TEM analysis of constructs at T7 revealed several hallmarks of tendon cell identity, including cell protrusions resembling those of native tenocytes, as well as aligned collagen fibrils and the presence of fibropositors (Figure 2A–C). However, the collagen fibrils were uniformly small in diameter, indicating an immature state. There were also regions of disorganized collagen, suggesting possible local, aberrant differentiation or non-uniform loading through the construct (Figure 2D).
Figure 2. MEFs in 3D constructs deposit tendon-like matrix.
TEM images revealed several features characteristic of embryonic tendon, including (A) cell protrusions surrounding collagen fibrils, (B) collagen fibrils of small uniform size, fibropositors, and (C) aligned collagen fibrils organized in the direction of tension. (D) However, there were also regions of disorganized collagen. Red arrow in (A) and (B) highlight cell protrusion and fibropositor, respectively. Scalebars: 500 nm.

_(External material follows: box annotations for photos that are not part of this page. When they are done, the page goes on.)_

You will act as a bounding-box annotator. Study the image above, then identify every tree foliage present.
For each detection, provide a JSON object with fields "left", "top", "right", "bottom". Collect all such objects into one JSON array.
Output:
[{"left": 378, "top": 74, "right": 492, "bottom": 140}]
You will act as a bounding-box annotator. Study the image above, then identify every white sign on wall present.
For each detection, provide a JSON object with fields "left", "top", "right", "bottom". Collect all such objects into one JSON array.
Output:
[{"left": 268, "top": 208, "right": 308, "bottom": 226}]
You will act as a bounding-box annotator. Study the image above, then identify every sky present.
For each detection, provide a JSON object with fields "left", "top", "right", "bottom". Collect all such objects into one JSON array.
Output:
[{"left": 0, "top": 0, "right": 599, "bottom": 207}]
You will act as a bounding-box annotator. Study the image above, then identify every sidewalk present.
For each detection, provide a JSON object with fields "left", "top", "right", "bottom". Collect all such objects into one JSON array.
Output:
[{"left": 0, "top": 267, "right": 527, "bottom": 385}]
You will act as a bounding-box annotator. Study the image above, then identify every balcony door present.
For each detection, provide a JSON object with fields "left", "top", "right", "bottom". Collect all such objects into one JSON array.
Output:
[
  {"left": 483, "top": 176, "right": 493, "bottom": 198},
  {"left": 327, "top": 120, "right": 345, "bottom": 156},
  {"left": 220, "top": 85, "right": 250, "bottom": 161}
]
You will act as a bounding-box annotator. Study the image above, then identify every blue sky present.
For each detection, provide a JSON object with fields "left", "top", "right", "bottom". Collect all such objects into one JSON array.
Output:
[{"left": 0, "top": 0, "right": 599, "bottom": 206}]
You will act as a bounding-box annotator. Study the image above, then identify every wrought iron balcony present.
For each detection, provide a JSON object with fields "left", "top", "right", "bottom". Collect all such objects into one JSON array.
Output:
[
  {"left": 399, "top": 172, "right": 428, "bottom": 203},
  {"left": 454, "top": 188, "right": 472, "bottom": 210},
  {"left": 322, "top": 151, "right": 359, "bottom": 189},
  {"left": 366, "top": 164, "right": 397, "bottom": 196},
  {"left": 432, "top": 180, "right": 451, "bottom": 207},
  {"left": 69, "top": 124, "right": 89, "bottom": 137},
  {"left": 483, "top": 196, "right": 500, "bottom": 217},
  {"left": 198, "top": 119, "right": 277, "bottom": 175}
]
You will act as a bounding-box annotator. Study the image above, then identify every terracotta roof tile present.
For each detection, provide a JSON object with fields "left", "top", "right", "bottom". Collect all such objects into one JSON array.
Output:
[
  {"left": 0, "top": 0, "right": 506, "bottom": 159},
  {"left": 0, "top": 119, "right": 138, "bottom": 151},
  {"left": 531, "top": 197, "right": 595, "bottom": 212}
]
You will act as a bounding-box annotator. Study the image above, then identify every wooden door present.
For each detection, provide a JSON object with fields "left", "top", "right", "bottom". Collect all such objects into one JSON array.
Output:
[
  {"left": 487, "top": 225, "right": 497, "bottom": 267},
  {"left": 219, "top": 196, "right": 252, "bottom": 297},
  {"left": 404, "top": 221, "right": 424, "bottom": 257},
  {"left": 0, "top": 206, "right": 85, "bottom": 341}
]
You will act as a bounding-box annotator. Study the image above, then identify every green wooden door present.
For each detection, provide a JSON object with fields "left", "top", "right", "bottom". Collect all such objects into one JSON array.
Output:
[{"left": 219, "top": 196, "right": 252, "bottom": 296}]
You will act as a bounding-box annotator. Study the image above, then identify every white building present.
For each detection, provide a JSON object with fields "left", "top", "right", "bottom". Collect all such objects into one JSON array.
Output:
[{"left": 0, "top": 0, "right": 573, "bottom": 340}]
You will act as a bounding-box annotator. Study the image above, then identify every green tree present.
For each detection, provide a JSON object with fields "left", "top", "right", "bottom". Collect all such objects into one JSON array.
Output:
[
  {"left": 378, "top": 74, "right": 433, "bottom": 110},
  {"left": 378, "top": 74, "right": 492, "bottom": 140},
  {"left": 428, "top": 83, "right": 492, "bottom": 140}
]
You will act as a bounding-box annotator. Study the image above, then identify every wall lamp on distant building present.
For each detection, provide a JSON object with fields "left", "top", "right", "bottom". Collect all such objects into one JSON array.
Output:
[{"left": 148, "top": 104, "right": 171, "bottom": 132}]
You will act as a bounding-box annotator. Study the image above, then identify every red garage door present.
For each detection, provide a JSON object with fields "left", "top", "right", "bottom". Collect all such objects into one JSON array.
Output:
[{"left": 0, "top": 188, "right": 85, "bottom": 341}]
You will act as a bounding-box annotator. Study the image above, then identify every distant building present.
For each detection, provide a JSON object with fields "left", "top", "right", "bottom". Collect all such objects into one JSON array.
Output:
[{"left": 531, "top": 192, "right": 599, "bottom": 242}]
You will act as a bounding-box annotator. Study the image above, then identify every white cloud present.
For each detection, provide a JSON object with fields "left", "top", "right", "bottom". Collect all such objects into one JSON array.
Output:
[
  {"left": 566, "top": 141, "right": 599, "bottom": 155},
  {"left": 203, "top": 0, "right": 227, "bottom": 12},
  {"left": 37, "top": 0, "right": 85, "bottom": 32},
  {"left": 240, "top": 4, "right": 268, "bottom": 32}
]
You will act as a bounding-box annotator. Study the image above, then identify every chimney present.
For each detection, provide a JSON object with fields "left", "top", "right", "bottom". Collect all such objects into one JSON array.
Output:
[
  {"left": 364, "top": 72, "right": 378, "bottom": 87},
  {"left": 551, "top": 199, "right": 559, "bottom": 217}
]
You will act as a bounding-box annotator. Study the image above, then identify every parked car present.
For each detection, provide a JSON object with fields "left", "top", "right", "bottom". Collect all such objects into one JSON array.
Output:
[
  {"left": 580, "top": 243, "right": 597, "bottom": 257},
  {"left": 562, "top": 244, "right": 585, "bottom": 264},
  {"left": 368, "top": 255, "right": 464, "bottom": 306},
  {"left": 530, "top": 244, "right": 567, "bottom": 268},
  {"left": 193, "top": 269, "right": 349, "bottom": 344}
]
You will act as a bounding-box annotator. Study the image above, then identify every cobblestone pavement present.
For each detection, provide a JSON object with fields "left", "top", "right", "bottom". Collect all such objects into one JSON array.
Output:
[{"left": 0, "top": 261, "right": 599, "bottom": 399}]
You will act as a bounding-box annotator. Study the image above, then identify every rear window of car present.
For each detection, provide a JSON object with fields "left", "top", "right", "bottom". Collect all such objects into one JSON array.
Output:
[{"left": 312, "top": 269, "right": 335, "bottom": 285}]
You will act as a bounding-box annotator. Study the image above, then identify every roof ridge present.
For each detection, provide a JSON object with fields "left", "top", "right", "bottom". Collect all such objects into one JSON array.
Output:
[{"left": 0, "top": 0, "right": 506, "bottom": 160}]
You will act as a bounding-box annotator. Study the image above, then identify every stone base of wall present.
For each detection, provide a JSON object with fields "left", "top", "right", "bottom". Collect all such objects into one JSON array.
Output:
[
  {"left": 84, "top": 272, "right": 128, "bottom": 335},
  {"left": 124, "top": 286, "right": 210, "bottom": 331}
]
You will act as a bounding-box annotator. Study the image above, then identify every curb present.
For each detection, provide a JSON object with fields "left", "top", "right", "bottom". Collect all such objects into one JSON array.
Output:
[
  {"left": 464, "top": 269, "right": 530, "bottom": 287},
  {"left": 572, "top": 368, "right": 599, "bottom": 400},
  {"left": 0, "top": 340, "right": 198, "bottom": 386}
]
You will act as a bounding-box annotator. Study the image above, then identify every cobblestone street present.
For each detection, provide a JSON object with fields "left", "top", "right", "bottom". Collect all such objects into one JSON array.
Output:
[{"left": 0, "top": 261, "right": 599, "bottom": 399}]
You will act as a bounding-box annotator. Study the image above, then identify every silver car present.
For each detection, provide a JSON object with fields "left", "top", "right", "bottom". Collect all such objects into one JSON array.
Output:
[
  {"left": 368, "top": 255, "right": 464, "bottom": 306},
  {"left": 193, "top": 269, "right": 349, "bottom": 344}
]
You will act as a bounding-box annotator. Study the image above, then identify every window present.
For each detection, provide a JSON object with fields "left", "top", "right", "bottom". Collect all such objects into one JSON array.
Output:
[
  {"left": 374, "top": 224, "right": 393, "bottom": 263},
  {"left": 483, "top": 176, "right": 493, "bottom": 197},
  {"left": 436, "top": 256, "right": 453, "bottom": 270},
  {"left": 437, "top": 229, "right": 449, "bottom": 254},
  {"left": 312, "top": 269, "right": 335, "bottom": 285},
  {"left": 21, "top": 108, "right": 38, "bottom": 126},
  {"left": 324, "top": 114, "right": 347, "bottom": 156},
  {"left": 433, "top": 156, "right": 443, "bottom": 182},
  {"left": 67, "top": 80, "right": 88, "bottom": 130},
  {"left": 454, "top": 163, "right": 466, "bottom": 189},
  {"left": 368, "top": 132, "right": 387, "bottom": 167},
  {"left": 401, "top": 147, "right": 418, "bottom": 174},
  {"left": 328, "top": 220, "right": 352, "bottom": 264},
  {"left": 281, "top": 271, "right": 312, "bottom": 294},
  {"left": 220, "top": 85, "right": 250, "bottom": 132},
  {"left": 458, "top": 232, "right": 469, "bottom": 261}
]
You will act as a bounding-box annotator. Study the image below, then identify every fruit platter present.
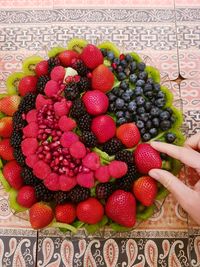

Study 1: TGFβ2 enhanced tenogenic differentiation of MEFs in 3D culture depending on time of initiation
To enhance tenogenic differentiation of MEFs in 3D culture, we tested the tenogenic capacity of TGFβ in this context, and initiated TGFβ2 supplementation either immediately after gel casting at T-7 (group β2A) or after construct formation at T0 (group β2B) (Figure 3A). Ten days after construct formation (T10), whole mount and transverse sections showed that all TGFβ2 treated constructs appeared qualitatively larger compared to non-treated control constructs, although the β2A group was the most robust in size. Whole mount imaging further showed highly aligned and elongated cells with strong expression of ScxGFP in both TGFβ2 treatment groups (Figure 3B–D). In contrast, ScxGFP expression in the control construct was less uniform and cells appeared relatively rounded. Transverse sections stained with TUNEL for apoptotic cells showed cell death in both the control and β2A groups, with no evidence of cell death in the β2B group (Figure 3E–G). Interestingly, while apoptotic cells were observed in the periphery of control constructs, TUNEL positive cells were largely localized to the center of β2A constructs.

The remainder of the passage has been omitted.